Finalmente, agradei! Dando um presente sem querer. Hahaha…
Além das dicas para uma boa leitura, esse blábláblá é só para dizer que, na hora de comprar um presente para um homem, até mesmo para um gênio, não tente surpreender. Isso é uma missão impossível. Escolha logo alguma coisa de que o cara goste de beber, usar ou ler!
Se ele gosta de cerveja, nada de whisky; se gosta de camisa pólo, dê a enésima camisa pólo; se é fã de um personagem ou uma personalidade, é sobre isso aí que ele vai gostar de ler novamente. O melhor presente é o óbvio.
E é óbvio também que essa regra não vale para as mulheres.

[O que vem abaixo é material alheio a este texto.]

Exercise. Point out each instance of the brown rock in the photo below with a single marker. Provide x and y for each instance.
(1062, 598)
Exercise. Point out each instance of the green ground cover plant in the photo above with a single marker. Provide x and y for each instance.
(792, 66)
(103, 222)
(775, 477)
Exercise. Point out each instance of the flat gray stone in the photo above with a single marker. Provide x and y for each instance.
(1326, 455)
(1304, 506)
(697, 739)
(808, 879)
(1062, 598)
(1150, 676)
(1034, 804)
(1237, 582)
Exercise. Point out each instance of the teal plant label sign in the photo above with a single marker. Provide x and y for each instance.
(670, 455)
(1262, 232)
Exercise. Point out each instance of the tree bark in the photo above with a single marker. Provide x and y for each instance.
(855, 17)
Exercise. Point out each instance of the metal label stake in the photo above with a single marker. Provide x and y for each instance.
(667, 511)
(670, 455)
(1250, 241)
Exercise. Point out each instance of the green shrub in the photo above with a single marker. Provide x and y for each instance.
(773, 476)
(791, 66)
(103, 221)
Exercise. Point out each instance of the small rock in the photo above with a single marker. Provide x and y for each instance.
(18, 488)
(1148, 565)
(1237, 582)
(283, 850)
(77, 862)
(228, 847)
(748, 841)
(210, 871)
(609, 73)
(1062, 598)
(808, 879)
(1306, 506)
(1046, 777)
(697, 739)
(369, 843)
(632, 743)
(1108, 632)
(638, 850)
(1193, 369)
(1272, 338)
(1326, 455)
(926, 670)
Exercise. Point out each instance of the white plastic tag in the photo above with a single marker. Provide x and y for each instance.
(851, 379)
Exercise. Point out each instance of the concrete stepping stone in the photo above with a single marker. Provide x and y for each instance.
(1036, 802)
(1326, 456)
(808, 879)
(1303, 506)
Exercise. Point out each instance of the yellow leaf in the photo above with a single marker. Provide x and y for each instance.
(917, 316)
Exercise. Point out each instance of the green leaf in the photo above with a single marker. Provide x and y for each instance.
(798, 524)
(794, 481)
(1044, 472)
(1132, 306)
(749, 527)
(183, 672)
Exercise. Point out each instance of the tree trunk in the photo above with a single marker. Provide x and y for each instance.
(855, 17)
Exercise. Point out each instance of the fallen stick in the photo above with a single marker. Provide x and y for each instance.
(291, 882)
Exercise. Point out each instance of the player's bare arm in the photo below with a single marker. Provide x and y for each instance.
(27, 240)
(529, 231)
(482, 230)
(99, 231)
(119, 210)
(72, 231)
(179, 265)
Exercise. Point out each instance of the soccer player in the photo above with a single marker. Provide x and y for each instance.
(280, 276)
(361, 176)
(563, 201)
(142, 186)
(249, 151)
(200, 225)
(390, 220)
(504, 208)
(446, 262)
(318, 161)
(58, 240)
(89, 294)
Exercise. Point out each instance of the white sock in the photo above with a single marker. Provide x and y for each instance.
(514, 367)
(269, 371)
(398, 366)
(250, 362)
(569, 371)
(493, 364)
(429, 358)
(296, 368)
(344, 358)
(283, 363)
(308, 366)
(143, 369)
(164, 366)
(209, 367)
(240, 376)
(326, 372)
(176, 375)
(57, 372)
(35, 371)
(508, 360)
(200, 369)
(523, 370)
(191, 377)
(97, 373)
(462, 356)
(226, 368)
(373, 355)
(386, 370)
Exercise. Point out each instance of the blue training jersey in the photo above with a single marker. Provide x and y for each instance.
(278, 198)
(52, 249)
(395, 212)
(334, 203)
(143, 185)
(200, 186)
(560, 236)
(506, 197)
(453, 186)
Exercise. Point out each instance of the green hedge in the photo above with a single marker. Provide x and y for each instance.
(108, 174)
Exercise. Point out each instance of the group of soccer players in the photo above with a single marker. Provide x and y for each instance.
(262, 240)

Gostamos muito de coisas simples, pena que as rosas não falam, mas adoramos principalmente uma modinha.
)
Queria fechar o post com chave de ouro, revelando a identidade do meu gênio, só que ele adora o anonimato, só sai da lâmpada mágica quando bem entende. A história da vida desse homem incomum é linda, daria um livro de emocionar! Quem sabe um dia…



Apostei o óbvio e mandei por sedex, pra Curitiba, 2 camisetas com estampas rock’n'roll. E um cartão, é ló-gi-co. Pelo menos ele disse que adorou
Sumiu, hein, cansada? Apareça ao menos no msn!
Bjs
Mandou bem! O óbvio é certeiro!
Amiga estou espremendo o tempo pra ver se sobra tempo pra ir ao banheiro fazer xixi, tá foda!
Bj
Ó meu deus!
Quem será o gênio da Renata?
Difícil essa, não é mesmo, Freitas? Hehehe…
Livros são sempre ótimos presentes.
E, por isso, quanto mais gênio é o presenteado, procuro em lojas de livros usados. Se não for pra dar um presente original, que seja o mais raro então… (Por sinal um amigo meu gênio fez aniversário esses dias)
Fora isso – seja homem ou mulher – prefiro tentar fugir do óbvio. Tento alguma lembrancinha que, por menor que seja, ele (a) olhe e lembre quem foi o amigo que presenteou.
beijo
eu amo ganhar livros.
mas acho q existem presentes q se encaixam no perfil da pessoa.
são os q mais gosto de dar. aqueles q olho e enxergo direitinho um rosto.
e é tão bom ver o sorriso depois…
beijoca.
Oi Tiago! Oi Drika!
Só quis dizer que quando fugimos do óbvio, nem sempre acertamos! E aí sim é um desastre!
Acho que gosto mais de dar presentes do que receber, talvez porque dificilmente acertam! Hahah…
Beijos!
Tás de brincanagem, né?
Eu, hein
Brincanagem? Sem modéstia vai, querido gênio!
Anota aí: Toda modéstia é falsa por natureza!